O filme, dirigido por Sérgio de Carvalho (e baseado em livro do próprio cineasta) evoca o ambiente da juventude, com o Slam e também a criminalidade terminal do tráfico de drogas e das gangues que se formam em torno da atividade e concorrem entre si. Mas também incorpora os elementos amazônicos, da floresta, dos mitos, do Daime, e  muitas vezes com recurso ao realismo mágico. É nesse espaço que o filme corre mais riscos, nessa passagem entre o realismo e o mundo mágico, complicada de articular na literatura e mais ainda na dimensão audiovisual, sem cair no kitsch. 
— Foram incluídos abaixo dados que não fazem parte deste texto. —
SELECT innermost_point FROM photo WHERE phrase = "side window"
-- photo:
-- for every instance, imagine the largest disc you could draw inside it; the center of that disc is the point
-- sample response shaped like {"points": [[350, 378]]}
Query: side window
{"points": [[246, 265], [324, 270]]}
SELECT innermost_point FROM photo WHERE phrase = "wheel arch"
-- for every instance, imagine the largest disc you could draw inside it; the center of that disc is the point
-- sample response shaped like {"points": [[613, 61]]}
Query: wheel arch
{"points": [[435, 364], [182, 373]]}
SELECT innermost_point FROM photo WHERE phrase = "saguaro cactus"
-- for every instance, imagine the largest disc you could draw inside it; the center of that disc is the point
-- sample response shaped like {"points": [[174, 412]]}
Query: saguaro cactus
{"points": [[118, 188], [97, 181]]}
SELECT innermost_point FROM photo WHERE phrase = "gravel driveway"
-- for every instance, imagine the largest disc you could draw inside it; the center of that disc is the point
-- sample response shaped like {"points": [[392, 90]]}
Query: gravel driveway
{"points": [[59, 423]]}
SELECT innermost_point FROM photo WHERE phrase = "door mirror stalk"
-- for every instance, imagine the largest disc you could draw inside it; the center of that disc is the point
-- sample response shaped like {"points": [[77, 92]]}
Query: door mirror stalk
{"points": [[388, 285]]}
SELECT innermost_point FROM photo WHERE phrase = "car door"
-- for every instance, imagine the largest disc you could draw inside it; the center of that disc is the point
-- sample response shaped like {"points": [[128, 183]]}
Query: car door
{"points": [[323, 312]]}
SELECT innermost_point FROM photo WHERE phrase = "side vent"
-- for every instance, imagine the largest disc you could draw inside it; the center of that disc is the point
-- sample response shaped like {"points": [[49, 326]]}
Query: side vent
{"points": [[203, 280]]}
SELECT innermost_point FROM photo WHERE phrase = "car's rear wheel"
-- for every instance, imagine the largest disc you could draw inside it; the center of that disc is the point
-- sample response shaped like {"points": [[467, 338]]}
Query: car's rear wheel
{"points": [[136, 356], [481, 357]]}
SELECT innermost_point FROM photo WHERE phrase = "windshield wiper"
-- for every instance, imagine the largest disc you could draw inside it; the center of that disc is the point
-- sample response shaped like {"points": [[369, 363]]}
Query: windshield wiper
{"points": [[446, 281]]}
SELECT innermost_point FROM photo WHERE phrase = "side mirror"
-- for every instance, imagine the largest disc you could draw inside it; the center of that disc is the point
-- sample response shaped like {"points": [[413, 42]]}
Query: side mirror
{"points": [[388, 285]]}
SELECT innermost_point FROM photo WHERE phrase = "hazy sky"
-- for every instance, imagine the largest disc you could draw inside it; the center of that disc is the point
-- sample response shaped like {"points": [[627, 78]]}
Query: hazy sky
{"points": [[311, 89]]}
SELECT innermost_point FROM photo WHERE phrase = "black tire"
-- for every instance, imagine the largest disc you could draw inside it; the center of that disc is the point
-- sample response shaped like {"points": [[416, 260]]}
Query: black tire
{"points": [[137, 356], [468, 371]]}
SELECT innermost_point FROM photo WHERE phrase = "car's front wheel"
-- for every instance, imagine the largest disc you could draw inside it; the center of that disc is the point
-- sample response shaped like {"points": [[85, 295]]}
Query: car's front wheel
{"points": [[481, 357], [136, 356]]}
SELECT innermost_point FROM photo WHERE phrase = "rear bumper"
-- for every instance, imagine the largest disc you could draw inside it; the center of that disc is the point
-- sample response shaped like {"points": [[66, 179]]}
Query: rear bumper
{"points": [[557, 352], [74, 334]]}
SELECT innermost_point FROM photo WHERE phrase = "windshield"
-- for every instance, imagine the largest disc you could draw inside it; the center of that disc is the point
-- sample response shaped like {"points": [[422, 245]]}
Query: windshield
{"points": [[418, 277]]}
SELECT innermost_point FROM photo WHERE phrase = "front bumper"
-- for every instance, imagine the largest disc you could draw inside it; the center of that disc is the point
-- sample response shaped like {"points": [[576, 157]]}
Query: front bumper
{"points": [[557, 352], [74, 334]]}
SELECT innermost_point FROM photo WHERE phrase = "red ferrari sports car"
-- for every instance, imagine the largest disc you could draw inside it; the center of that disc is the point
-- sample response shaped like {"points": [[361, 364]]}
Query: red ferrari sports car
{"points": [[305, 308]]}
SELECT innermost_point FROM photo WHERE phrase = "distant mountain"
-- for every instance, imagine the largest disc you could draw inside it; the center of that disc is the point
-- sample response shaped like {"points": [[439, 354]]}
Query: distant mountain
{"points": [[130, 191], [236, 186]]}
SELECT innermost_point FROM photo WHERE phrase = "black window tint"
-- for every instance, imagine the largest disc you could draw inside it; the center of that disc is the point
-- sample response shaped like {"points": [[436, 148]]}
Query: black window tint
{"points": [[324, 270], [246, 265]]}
Seja como for, o filme tem pulsão, o que não é tão comum assim no cinema contemporâneo. Essa força compensa eventuais desequilíbrios - ou aquilo que sentimos como tal. 

Além disso, como se destacou no debate, em particular na fala da produtora Karla Martins, a simples presença em Gramado de uma produção do Acre, representa, em si, um ato político. O Brasil é imenso, desigual e, ainda, muito centralizado em torno de eixos, em especial, Rio-SP. Governos anteriores empenharam-se en políticas de descentralização e elas produziram efeitos benéficos. Novas vozes e olhares surgiram. Foram desconstruídas pela gestão atual, que considera as artes inimigas figadais e, portanto, a serem eliminadas. Ou na impossibilidade disso, desestimuladas ao extremo. Mas a arte resiste, como se tem visto, e a presença desse filme num festival da importância de Gramado é prova viva dessa resistência.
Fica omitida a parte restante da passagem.